It’s a personal decision that may not feel like a decision, especially given how notoriously unremunerative scholarly books are. I hasten to add that for scholars on the tenure track, books based on dissertations can actually be quite remunerative, at least indirectly, in helping them secure long-term employment. Whether to make the commitment is a different calculus, though, for anyone not on the tenure track.
And yet, many of us do it. Contingent Magazine, cofounded by Erin Bartram, publishes an annual, end-of-year list of books in history and literary studies written by contingent and independent scholars (full disclosure: I help gather the literary-studies list).
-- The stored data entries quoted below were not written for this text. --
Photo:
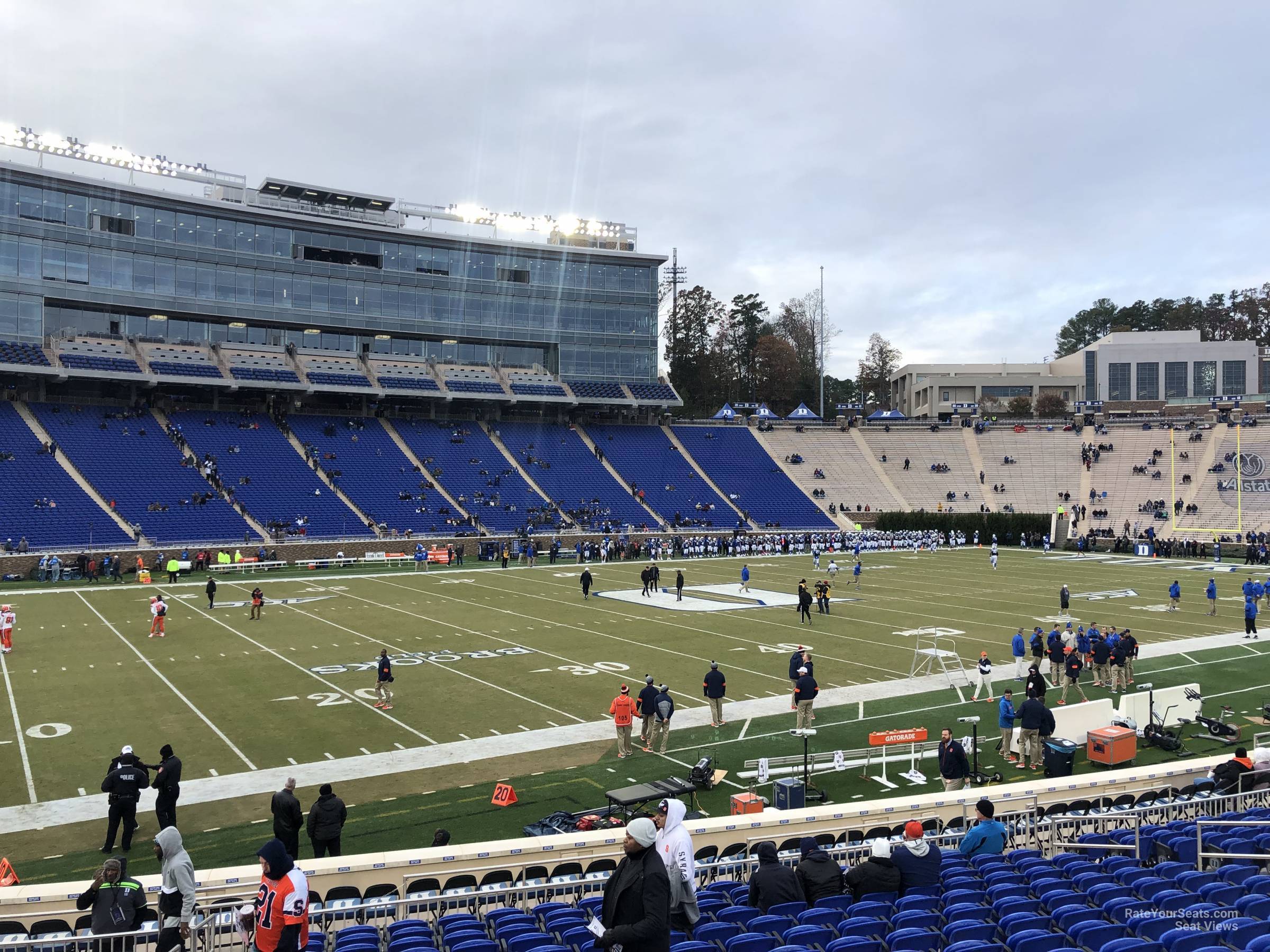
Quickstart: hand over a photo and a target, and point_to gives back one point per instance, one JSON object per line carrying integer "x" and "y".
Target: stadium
{"x": 319, "y": 424}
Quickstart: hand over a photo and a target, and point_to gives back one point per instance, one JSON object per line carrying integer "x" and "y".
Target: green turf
{"x": 71, "y": 668}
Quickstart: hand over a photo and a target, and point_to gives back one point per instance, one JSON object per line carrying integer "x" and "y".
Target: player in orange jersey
{"x": 159, "y": 614}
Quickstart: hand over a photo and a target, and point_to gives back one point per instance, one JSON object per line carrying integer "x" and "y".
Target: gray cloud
{"x": 969, "y": 175}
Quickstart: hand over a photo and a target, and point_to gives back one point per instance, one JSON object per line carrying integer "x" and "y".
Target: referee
{"x": 383, "y": 681}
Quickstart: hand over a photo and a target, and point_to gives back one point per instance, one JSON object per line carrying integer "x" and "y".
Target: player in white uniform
{"x": 7, "y": 621}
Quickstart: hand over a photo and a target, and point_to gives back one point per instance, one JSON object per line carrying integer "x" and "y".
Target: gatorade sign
{"x": 913, "y": 735}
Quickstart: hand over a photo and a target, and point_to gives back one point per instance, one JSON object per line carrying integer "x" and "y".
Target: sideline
{"x": 29, "y": 817}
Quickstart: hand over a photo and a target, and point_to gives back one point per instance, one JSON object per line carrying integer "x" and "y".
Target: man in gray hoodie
{"x": 177, "y": 896}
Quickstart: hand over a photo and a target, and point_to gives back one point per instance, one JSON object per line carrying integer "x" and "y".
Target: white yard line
{"x": 350, "y": 695}
{"x": 175, "y": 690}
{"x": 17, "y": 728}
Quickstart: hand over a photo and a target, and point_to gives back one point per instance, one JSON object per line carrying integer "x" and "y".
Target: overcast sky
{"x": 968, "y": 175}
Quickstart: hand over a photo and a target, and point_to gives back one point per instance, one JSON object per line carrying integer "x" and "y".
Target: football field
{"x": 513, "y": 670}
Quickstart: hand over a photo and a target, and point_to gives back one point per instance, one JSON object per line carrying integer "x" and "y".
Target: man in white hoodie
{"x": 675, "y": 846}
{"x": 177, "y": 899}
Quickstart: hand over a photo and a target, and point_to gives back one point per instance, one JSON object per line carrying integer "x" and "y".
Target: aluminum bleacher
{"x": 849, "y": 479}
{"x": 465, "y": 461}
{"x": 283, "y": 488}
{"x": 647, "y": 457}
{"x": 69, "y": 516}
{"x": 375, "y": 473}
{"x": 741, "y": 466}
{"x": 567, "y": 470}
{"x": 132, "y": 462}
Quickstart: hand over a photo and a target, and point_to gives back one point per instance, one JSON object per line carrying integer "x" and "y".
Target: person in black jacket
{"x": 878, "y": 874}
{"x": 327, "y": 819}
{"x": 637, "y": 908}
{"x": 1036, "y": 721}
{"x": 287, "y": 818}
{"x": 818, "y": 874}
{"x": 168, "y": 784}
{"x": 714, "y": 687}
{"x": 773, "y": 883}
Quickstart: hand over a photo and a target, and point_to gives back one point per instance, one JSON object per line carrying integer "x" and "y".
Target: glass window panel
{"x": 206, "y": 282}
{"x": 1233, "y": 376}
{"x": 205, "y": 232}
{"x": 225, "y": 230}
{"x": 187, "y": 281}
{"x": 121, "y": 272}
{"x": 10, "y": 258}
{"x": 1204, "y": 379}
{"x": 144, "y": 221}
{"x": 77, "y": 211}
{"x": 1148, "y": 381}
{"x": 144, "y": 274}
{"x": 54, "y": 262}
{"x": 77, "y": 266}
{"x": 30, "y": 261}
{"x": 166, "y": 277}
{"x": 166, "y": 225}
{"x": 1118, "y": 382}
{"x": 99, "y": 270}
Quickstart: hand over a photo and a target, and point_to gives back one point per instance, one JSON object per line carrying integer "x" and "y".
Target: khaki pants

Some scholars find that writing under these conditions — i.e., not for a tenure committee — better enables them to write the book they want to write.
I think this is why the second book often feels so promising to faculty members on the tenure track. Finally, with tenure, you can write the weird book, the risky book, the adventurous book.
Then again, as the ratio of tenured faculty members shrinks and their service loads grow, writing the second book may feel harder and harder. How many tenured professors do you know who feel “stuck” at the associate level, though they would love nothing more than to work on their next book project?
Good books, bad norms. All of which brings me back to where I started: the unsustainability of the current status quo. For my part, I don’t want fewer scholarly books in the world. I want better conditions for their creation. I want more full-time academic jobs and more resources and grants to support all scholars, not just a fortunate few. I want institutions to recognize a wider range of research “outputs” in the humanities and social sciences — not just monographs but also translations, coauthored volumes, and things that may not be books at all, such as podcasts, multimedia works, and community-based projects.
Not every kind of research should have to culminate in a monograph to “count.” (On this point, see the Modern Language Association’s new guidelines for evaluating public humanities scholarship.) Above all, I want scholars to be able to write the books they want to write if they want to write them at all — and in that I know I’m not alone.
To be clear, I personally love talking to early career researchers, acquiring books based on dissertations, and seeing them develop. I’m also glad and proud to do what I can to help scholars get jobs and win tenure, though I do sometimes wish more would let us know when they do. We publishers love celebrating good things.
That said, we can also be quite adept at critiquing and commiserating about bad things — like the inordinate expectations and inequities of our shared scholarly world. These, too, bear much more discussion, especially if we have any hope of changing them.